Winter was a happy time for Brother John, because his food stores were in order and the snow came down softly and built steadily larger piles of itself at the feet of the aspens. There was no need to worry because the wood had been stocked and the fire crackled in its stove. The cast-iron would get so hot, that John would, on occasion, crack an egg and fry it on the top without a pan.
John had only a few things to do that day: pray his morning rosary, put on breakfast, and then drink wine while watching out the window as the snow buffeted the rectory.
By noon the haze of the cabernet had worn off. John checked his watch and wandered around his quarters. The hardwood floors creaked as he walked and the brick walls were cold as he brushed them with his hand.. There was an absence of noise in his rectory and that suddenly made him feel very alone, so he let his fingernails trail on the wall to make a scratching sound.
He stopped next to the glass carafes which housed his more pungent scotches and bourbons. He rolled a tumbler in his hand for a while but put it back down again. John remembered he hadn’t tended to his work for the coming Sunday. How would he write his next sermon if he was foggy with liquor? No, he decided the day would be better spent in his study.
He walked up the stairs which also creaked in their familiar tones and went into the large room, the only room on the upper floor, which was his study. The room had glass for walls, offering a three-hundred and sixty degree view of the landscape surrounding his lodgings. The church was only a few paces away from the rectory and its steeple loomed over the trees, only surpassed by the mountain behind it. The study was designed to give its inhabitants inspiration. The thought went that if the man at the desk could see the beauty of the Lord’s creation around him, it would lend that beauty to his theological work, or something like that.
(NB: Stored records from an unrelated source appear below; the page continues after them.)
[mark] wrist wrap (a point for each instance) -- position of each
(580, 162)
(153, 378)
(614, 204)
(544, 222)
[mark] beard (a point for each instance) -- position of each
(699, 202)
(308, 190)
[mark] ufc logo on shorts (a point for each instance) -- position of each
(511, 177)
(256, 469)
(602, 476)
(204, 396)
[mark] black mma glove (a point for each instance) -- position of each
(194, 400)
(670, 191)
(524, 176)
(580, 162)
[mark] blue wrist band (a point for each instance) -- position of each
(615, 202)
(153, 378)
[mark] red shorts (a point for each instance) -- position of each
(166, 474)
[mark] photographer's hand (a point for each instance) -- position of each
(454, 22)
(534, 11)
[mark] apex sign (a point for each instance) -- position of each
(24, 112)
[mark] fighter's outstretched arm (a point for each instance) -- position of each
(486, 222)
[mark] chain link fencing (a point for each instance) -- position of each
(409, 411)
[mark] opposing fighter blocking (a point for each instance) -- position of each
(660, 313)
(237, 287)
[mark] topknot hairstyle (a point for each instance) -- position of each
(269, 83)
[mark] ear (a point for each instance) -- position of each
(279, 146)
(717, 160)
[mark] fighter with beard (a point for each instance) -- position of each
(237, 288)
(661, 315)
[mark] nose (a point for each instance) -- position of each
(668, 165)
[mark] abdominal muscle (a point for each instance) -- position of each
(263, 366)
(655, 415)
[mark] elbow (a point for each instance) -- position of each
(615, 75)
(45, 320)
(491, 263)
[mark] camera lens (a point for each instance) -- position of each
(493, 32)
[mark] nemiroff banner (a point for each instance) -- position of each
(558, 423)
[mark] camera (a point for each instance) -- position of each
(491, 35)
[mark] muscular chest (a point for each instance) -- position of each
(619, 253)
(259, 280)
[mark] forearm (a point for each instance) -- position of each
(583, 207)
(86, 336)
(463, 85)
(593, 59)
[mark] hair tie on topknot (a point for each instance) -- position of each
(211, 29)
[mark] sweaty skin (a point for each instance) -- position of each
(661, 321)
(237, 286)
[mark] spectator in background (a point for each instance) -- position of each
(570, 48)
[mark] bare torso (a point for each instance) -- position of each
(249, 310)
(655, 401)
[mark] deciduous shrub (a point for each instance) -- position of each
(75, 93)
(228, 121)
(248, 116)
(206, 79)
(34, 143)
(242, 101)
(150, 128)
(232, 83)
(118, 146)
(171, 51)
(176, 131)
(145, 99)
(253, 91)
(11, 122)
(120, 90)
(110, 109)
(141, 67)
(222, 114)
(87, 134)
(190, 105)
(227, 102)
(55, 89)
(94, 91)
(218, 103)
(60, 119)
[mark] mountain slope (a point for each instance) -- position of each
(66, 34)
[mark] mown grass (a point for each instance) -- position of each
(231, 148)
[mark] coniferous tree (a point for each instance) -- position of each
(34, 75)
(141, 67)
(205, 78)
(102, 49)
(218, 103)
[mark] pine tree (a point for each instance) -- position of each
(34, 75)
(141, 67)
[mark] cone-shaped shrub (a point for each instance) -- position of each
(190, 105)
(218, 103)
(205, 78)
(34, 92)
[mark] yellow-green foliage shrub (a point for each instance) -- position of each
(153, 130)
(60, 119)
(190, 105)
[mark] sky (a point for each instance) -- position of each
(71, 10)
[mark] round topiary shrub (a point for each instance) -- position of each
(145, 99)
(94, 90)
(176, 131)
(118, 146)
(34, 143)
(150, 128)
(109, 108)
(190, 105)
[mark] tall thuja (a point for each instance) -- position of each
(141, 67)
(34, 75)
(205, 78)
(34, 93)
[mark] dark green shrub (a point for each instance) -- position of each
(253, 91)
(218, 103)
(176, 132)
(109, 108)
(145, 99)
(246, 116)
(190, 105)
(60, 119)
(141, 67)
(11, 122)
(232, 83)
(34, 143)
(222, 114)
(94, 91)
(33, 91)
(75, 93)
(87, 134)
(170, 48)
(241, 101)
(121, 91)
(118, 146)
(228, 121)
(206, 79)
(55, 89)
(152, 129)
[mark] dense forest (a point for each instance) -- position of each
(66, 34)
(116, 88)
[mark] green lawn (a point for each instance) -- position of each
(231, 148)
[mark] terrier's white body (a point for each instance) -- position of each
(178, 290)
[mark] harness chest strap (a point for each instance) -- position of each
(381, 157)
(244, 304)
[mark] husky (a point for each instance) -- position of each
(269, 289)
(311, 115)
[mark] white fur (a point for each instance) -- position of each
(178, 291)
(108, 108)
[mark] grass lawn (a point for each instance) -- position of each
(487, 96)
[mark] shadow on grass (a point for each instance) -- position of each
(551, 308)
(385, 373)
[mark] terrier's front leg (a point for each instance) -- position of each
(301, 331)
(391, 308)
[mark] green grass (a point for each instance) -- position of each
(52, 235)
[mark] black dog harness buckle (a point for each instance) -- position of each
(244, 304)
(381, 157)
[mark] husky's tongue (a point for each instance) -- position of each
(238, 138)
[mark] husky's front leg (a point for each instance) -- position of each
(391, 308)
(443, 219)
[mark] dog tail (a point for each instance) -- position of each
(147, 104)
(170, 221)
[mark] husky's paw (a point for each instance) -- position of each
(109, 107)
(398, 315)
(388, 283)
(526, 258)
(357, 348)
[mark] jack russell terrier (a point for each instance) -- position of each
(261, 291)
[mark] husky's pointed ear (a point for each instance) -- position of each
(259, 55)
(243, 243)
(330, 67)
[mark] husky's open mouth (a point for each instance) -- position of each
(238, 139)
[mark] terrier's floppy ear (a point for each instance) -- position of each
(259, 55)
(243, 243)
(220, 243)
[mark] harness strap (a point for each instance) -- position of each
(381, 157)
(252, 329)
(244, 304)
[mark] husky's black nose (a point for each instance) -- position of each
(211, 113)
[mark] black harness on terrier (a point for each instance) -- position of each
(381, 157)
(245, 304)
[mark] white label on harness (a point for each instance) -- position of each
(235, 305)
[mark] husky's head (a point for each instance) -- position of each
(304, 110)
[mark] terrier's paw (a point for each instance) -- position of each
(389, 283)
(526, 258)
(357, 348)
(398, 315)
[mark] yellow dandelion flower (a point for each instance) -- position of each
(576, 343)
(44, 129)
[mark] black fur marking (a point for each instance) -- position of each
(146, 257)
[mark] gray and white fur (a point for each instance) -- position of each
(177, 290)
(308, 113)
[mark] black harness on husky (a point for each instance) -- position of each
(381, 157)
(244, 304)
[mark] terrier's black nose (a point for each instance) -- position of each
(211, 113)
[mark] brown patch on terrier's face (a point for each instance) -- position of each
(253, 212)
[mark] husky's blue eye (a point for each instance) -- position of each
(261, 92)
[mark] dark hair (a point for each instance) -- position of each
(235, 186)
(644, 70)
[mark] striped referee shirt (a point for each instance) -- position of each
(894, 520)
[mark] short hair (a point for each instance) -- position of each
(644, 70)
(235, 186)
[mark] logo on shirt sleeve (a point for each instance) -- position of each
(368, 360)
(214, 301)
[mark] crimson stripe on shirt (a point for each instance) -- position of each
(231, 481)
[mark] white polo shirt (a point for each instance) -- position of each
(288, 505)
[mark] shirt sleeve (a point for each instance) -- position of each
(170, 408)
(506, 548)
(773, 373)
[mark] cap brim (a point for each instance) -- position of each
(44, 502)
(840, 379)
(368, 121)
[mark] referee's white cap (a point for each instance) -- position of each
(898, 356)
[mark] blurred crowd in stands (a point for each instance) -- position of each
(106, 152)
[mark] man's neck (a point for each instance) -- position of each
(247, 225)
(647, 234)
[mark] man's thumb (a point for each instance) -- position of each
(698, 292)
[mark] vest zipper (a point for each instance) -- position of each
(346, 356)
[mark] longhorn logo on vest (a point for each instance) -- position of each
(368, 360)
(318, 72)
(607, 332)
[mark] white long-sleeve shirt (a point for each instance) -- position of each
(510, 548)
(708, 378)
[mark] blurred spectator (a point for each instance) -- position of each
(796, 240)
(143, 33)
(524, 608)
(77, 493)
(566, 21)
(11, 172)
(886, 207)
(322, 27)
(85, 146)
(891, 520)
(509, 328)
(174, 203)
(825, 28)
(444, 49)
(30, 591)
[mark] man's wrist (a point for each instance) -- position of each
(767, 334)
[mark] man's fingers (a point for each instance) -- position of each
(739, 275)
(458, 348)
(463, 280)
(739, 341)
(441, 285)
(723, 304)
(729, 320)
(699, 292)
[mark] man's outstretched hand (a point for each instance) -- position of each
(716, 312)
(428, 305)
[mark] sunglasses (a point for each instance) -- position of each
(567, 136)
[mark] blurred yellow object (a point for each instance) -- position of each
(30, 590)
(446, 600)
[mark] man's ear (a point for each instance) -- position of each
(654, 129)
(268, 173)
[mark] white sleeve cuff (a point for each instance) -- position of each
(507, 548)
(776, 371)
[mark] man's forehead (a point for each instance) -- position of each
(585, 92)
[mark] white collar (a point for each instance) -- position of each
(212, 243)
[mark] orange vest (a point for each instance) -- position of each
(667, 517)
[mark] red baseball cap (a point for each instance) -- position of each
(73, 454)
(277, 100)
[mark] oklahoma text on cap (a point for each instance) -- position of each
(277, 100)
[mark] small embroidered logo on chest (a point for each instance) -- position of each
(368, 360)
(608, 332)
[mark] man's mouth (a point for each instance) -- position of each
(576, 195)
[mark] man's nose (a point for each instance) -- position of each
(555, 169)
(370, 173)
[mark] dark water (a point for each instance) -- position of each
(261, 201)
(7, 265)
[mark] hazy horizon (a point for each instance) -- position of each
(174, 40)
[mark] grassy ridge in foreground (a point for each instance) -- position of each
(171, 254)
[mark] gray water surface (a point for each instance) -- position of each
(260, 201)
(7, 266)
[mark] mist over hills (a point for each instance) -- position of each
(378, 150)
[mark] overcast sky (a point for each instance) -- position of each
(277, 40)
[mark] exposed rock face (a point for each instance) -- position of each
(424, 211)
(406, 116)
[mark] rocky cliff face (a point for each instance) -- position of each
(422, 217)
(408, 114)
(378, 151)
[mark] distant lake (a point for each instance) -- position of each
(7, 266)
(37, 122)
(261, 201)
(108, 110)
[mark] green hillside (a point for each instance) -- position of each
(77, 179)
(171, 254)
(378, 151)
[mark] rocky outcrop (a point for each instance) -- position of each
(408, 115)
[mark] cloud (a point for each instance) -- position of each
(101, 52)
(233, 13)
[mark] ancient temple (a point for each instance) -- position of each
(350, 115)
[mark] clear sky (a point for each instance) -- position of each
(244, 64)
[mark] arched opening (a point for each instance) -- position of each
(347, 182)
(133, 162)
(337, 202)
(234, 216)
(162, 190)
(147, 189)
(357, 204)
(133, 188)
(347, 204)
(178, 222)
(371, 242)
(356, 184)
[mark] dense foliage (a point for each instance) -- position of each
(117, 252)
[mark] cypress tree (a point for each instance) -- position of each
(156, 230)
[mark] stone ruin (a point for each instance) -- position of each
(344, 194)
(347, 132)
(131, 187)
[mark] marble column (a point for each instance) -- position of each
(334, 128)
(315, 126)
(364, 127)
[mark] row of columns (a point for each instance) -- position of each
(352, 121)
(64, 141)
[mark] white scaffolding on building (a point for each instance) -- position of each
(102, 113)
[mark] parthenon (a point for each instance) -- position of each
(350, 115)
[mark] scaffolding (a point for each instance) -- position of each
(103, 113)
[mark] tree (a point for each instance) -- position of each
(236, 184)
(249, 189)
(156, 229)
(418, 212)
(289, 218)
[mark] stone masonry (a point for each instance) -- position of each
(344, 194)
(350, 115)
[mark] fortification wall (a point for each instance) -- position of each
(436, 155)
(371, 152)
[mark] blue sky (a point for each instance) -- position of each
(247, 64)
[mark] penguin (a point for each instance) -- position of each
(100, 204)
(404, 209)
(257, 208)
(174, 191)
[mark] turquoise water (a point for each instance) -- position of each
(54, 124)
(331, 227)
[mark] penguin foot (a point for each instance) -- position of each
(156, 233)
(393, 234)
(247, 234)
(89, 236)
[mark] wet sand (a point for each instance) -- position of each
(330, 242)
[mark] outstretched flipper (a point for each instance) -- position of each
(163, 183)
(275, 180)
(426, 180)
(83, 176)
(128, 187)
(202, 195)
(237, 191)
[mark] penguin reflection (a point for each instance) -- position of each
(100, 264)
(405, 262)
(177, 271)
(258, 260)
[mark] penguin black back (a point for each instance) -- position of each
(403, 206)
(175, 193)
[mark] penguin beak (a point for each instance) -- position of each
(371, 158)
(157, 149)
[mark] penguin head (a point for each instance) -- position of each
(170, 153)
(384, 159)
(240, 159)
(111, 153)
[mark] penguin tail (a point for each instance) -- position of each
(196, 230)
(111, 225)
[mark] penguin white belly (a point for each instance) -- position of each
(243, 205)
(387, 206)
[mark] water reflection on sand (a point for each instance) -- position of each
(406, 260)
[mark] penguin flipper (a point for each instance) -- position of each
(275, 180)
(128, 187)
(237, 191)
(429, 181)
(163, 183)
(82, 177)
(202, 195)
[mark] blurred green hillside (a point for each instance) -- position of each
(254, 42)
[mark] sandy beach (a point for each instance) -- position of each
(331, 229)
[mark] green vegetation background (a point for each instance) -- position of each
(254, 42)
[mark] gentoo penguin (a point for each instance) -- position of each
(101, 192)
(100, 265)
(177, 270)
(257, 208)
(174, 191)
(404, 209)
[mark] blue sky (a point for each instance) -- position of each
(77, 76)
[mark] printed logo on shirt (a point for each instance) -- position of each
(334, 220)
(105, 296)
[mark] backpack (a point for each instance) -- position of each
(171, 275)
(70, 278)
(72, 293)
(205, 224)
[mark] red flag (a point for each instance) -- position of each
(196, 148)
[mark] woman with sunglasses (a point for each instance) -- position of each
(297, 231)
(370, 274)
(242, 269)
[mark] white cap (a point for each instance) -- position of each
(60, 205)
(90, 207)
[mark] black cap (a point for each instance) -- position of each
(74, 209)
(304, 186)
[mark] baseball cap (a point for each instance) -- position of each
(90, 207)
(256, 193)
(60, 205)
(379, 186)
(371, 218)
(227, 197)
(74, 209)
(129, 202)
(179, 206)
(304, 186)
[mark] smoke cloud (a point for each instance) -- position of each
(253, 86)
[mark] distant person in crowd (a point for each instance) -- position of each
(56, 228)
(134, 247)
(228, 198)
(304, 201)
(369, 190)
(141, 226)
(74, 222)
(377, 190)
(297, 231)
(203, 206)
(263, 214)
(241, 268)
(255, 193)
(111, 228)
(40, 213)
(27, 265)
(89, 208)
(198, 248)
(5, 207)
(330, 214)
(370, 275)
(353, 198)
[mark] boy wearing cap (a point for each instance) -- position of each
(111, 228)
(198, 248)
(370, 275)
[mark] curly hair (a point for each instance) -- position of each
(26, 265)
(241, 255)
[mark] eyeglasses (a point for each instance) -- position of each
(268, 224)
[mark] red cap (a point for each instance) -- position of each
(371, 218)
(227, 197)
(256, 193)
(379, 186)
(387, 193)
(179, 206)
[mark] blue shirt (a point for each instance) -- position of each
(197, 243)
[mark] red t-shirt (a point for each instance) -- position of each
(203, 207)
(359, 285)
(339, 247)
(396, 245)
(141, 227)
Rather, being isolated in his little outpost at the feet of the mountain, John often felt like the last man left in the world, and the beauty seemed dimmed because of it. Really, he surmised, what good is beauty when you have no one to share it with? These thoughts were only periodically disrupted every Sunday, so that the Sabbath became synonymous with human contact.
The sky was overcast and though the snow did its best to shine, the day still retained a dull feel.
Sitting in his leather chair, watching the scenery, and pondering over psalms wasn’t inspiring John the way it did normally. So John decided he needed to pray. He needed to seek out a fix for his heavy heart.
So John decided to walk to the church.
On his way, he was sucked up by a UFO and never seen again.